We need to consider consultation. There are some good models of consultation with leaseholders, but local authorities are quite often not used to dealing with that category. They are used to dealing with their tenants and have the structures in place to do so, but leaseholders are not always the easiest people to get to, although under the current circumstances rather more of them are banding together in groups to represent their case.

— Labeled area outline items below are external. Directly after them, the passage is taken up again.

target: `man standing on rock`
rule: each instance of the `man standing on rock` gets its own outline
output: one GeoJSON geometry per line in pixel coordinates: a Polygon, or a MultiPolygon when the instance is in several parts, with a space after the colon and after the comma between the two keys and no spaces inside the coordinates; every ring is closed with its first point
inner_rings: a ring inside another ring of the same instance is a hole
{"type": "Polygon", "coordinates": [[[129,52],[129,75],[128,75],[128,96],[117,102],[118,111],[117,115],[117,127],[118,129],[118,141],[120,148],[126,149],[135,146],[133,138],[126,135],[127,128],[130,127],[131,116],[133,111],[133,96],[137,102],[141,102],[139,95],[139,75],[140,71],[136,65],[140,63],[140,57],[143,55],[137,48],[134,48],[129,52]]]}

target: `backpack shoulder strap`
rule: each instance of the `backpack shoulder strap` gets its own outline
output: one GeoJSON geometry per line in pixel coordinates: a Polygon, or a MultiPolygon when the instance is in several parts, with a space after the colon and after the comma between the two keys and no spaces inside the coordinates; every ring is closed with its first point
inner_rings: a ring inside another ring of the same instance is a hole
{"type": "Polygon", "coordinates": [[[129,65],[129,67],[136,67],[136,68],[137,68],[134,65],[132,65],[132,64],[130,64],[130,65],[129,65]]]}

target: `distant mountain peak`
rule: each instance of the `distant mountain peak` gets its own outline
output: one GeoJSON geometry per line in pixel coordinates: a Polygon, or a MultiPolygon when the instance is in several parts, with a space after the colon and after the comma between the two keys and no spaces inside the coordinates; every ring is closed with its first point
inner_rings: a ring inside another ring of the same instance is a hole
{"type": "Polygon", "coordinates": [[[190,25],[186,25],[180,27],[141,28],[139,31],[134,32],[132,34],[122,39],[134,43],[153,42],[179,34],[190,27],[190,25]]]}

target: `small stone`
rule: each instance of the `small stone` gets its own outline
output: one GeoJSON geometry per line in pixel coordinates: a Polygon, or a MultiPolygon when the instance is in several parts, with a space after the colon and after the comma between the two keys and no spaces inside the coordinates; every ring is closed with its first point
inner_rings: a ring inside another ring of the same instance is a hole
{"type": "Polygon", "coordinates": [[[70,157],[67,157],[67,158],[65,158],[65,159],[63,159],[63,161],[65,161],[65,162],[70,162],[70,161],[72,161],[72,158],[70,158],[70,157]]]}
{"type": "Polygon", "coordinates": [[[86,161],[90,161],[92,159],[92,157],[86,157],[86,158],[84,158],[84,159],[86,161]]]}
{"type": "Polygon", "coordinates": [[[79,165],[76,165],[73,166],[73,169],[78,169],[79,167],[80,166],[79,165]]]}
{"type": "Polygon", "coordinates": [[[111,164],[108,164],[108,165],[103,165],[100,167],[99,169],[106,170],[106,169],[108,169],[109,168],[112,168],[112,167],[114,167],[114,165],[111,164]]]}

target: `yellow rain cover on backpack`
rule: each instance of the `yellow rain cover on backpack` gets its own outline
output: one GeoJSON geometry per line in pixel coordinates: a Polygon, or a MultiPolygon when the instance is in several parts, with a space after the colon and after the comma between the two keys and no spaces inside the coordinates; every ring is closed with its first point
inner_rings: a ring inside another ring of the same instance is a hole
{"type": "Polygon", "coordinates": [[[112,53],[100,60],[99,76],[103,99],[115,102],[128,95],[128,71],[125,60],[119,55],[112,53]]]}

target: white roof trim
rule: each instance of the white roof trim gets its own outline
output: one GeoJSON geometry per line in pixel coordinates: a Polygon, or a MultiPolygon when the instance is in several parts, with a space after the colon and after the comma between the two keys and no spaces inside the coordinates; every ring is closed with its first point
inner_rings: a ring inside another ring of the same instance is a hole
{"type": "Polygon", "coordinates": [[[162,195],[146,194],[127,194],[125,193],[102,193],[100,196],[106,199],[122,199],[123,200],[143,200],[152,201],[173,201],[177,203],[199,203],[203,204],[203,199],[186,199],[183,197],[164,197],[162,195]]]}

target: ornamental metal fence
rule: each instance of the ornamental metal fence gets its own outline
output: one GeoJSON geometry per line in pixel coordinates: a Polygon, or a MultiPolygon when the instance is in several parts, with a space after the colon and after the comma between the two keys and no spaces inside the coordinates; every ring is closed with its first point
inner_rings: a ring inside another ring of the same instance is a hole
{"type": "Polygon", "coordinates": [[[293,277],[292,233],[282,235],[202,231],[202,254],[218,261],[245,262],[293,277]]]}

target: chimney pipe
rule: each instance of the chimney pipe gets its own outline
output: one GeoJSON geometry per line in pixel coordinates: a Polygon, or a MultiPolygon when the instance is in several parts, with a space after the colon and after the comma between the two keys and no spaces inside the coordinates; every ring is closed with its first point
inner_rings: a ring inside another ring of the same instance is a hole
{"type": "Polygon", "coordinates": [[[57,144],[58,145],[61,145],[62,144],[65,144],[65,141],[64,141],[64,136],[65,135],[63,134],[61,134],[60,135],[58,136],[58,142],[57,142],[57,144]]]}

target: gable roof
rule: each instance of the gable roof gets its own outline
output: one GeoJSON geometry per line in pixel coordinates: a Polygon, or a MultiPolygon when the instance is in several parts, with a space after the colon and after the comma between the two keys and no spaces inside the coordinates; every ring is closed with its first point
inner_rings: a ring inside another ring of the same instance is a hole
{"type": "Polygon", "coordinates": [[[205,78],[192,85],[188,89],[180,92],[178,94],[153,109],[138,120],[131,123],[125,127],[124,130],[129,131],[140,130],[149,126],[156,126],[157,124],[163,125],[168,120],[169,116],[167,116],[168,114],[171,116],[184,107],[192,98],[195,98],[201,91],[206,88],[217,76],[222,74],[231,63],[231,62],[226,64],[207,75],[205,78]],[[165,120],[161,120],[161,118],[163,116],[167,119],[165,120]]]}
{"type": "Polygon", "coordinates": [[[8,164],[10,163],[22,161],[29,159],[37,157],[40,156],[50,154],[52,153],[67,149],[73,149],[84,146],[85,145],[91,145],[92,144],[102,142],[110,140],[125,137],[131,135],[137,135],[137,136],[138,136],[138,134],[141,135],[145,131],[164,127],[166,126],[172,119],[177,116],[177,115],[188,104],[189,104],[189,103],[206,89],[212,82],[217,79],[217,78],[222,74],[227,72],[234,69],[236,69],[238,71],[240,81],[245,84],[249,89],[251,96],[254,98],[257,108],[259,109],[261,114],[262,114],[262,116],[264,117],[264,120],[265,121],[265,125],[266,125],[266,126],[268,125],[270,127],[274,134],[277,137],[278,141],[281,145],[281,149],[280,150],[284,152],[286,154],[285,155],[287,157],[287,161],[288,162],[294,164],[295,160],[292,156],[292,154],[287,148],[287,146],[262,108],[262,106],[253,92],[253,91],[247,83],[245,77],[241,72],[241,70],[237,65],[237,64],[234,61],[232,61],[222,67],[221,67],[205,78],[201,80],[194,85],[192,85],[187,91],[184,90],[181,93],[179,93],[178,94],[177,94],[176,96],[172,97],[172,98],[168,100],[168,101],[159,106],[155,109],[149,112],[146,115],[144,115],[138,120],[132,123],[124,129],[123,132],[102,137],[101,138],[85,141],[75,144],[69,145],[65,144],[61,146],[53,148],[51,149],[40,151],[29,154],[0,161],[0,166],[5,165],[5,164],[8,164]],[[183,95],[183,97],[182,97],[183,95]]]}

Transparency is a problem. When people are given a high bill, the first question they ask is how it reached £16,000, £20,000 or £30,000. We need to do a lot more to explain to people not only what works might be needed, but how such bills are arrived at. The hon. Member for Regent's Park and Kensington, North mentioned an interesting idea about advice and support. Giving a little bit of Government money towards advice and support might be a great advantage to people who are in that situation. If a local authority is trying to give somebody a large bill and that person does not know quite why, advice and support might be one way of sorting things out. The other interesting idea was to have a sinking fund for leaseholders. Logically, most people in central London do put money aside for years for large works, so the idea of providing funds is something to consider for the future.
A number of issues need to be looked at. The problem causes major heartache and concern. I am guesting today for our housing spokesman, who is no doubt doing important things, but when this debate was scheduled I received a number of phone calls and e-mails. There is a pent-up demand for policy makers and the Government to set out rather more clearly what will happen in the future. I understand the frustrations of the hon. Member for Islington, South and Finsbury, although leaseholders have said nice things about what she is doing in her constituency.
There is a real problem. Doing nothing is not an option, because people are sinking and drowning in a situation that is not of their own making, but which has arisen as a consequence of the laudable objective of the decent homes standard. Even if the Minister cannot give us all the answers today, I hope that she will go away and reflect on some of the stories that she has heard in this debate. I leave her ample time to address some of the concerns that have been expressed, particularly by hon. Members with inner-London constituencies.